69. Sqrt(x) (https://leetcode.com/problems/sqrtx/submissions/): Implement int sqrt(int x). Compute and return the square root of x, where x is guaranteed to be a non-negative integer. Since the return type is an integer, the decimal digits are truncated and only the integer part of the result is returned.

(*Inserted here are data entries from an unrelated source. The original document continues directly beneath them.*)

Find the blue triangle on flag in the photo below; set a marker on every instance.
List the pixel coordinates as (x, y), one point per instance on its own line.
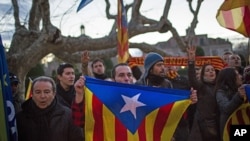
(116, 95)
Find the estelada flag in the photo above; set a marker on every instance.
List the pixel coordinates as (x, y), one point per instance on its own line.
(8, 130)
(235, 15)
(126, 112)
(28, 91)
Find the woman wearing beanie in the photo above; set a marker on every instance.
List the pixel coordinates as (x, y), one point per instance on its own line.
(155, 76)
(205, 123)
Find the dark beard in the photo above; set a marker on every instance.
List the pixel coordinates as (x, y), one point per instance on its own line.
(155, 80)
(100, 76)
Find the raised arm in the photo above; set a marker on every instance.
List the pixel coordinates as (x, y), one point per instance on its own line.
(85, 61)
(191, 67)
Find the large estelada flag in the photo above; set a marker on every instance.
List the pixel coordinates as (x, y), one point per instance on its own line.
(241, 116)
(8, 130)
(234, 15)
(122, 34)
(127, 112)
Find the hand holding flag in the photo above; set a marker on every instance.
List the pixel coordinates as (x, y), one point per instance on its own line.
(82, 4)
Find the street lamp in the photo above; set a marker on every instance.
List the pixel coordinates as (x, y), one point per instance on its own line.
(82, 28)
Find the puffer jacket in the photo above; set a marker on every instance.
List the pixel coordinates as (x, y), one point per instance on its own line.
(51, 124)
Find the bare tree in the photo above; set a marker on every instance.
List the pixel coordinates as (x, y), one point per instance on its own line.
(30, 45)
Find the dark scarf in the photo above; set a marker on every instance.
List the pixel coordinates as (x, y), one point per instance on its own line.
(155, 80)
(42, 119)
(100, 76)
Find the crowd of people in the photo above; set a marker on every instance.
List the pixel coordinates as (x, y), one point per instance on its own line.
(56, 109)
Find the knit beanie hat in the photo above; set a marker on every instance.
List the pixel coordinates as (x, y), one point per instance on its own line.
(150, 59)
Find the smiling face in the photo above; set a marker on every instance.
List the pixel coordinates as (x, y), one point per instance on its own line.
(43, 94)
(209, 73)
(158, 69)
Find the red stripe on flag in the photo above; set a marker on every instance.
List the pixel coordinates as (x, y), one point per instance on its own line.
(228, 19)
(239, 117)
(120, 131)
(160, 121)
(98, 128)
(246, 19)
(141, 131)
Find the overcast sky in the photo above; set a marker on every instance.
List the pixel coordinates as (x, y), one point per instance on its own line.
(65, 17)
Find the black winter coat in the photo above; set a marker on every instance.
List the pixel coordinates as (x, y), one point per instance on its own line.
(51, 124)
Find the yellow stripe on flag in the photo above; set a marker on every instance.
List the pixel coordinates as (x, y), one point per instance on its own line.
(28, 92)
(109, 124)
(89, 118)
(176, 114)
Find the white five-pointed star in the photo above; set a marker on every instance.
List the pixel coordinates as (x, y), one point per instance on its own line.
(131, 103)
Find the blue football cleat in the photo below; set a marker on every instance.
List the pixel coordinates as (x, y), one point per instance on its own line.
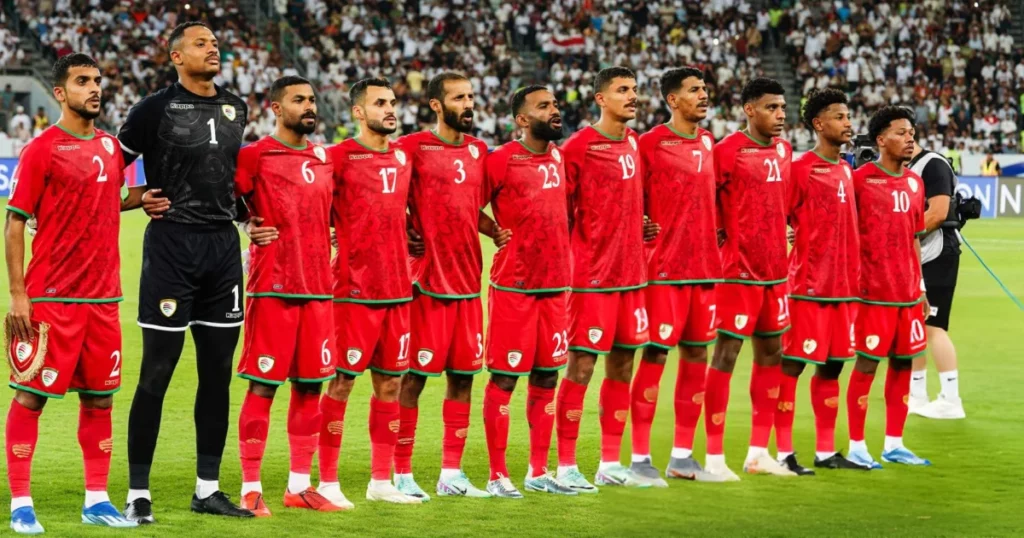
(23, 521)
(861, 457)
(103, 513)
(904, 456)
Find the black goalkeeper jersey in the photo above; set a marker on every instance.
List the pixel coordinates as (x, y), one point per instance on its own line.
(189, 145)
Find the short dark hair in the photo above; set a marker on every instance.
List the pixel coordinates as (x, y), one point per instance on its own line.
(280, 85)
(605, 76)
(519, 97)
(818, 100)
(885, 117)
(672, 80)
(64, 65)
(435, 88)
(754, 89)
(358, 89)
(179, 32)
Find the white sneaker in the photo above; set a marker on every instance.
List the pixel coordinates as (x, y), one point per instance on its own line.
(386, 492)
(943, 409)
(763, 463)
(332, 492)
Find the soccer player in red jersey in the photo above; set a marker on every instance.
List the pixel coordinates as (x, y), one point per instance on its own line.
(823, 279)
(752, 168)
(683, 266)
(444, 201)
(372, 287)
(606, 306)
(289, 183)
(891, 320)
(62, 328)
(529, 282)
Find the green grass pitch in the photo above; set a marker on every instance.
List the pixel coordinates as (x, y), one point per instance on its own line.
(972, 490)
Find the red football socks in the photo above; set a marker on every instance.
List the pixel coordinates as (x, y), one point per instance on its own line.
(856, 403)
(689, 401)
(407, 438)
(568, 414)
(456, 416)
(496, 425)
(784, 413)
(254, 421)
(22, 432)
(614, 406)
(824, 400)
(643, 403)
(716, 404)
(541, 416)
(332, 426)
(303, 424)
(384, 422)
(897, 391)
(96, 440)
(764, 402)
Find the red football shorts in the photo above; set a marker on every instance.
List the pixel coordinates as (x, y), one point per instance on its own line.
(602, 320)
(891, 331)
(681, 315)
(83, 349)
(374, 336)
(526, 331)
(448, 334)
(821, 331)
(748, 309)
(288, 339)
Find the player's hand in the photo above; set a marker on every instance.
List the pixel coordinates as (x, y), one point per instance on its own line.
(262, 236)
(19, 316)
(416, 246)
(155, 205)
(650, 229)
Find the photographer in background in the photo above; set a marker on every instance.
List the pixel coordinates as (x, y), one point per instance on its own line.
(940, 264)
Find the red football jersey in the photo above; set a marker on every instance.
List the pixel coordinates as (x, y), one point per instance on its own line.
(752, 180)
(890, 215)
(824, 261)
(369, 215)
(679, 195)
(603, 182)
(444, 200)
(73, 187)
(291, 189)
(526, 192)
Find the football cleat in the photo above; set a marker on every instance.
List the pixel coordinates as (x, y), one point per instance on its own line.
(863, 458)
(386, 492)
(460, 486)
(576, 481)
(23, 521)
(140, 511)
(104, 514)
(904, 456)
(791, 463)
(838, 461)
(619, 476)
(407, 485)
(646, 473)
(503, 488)
(253, 501)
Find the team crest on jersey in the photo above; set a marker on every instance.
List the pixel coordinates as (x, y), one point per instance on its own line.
(168, 307)
(264, 363)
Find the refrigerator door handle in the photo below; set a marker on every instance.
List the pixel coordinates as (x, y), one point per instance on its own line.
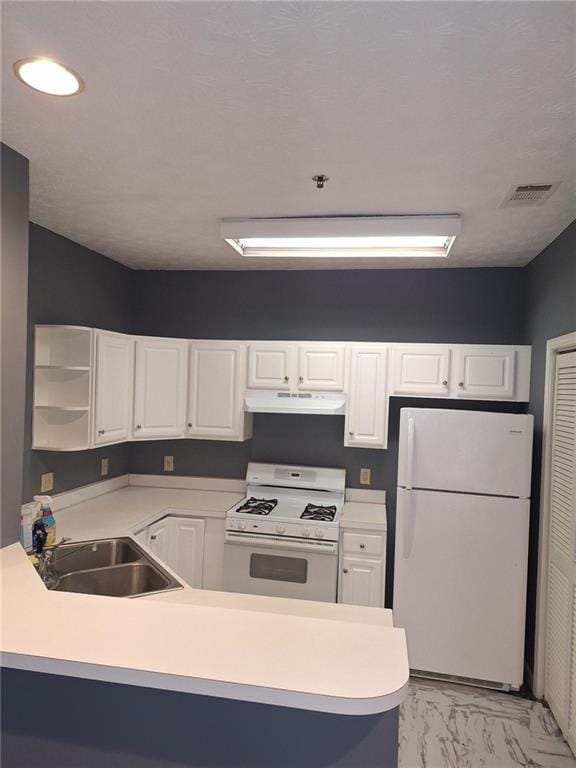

69. Sqrt(x) (#1 Binary search + long type).java

class Solution {
    public int mySqrt(int x) {
        //Solution #1: Cast to long type to avoid overflow
        //Corner case: x == 0
        if(x == 0) {
            return 0;
        }
        long begin = 1, end = (long)x - 1, mid;
        
        while(begin < end - 1) {
            mid = begin + (end - begin) / 2;
            
            if(mid * mid == x) {
                return (int)mid;
            } else if(mid * mid < x) {
                begin = mid;
            } else { //mid * mid > x
                end = mid;   
            }
        }
        
        // begin == end - 1 || begin = end - 1 (x == 1) || begin == end (x == 2)
        if(begin * begin == x || end * end > x) {
            return (int)begin;
        }
        return (int)end;
    }
}

69. Sqrt(x) (#2 Binary search).java

// Binary search solution: divide x by mid and compare the quotient with mid
// Time: O(logx), 1ms
// Space: O(1), 33.7mb
class Solution {
    public int mySqrt(int x) {
        // Corner cases
        if(x == 0 || x == 1) return x;
        
        int begin = 0, end = x;
        while(begin <= end) {
            int mid = begin + (end - begin) / 2;
            int sqrt = x / mid; // Equivalent to target
            
            if(sqrt == mid) {
                return sqrt;
            } else if(sqrt < mid) { // mid is too large, move to the left range
                end = mid - 1;
            } else {
                begin = mid + 1;
            }
            
        }
        
        // begin + 1 == end. sqrt is somewhere between (end, begin), we return the end to do truncating
        return end;
    }
}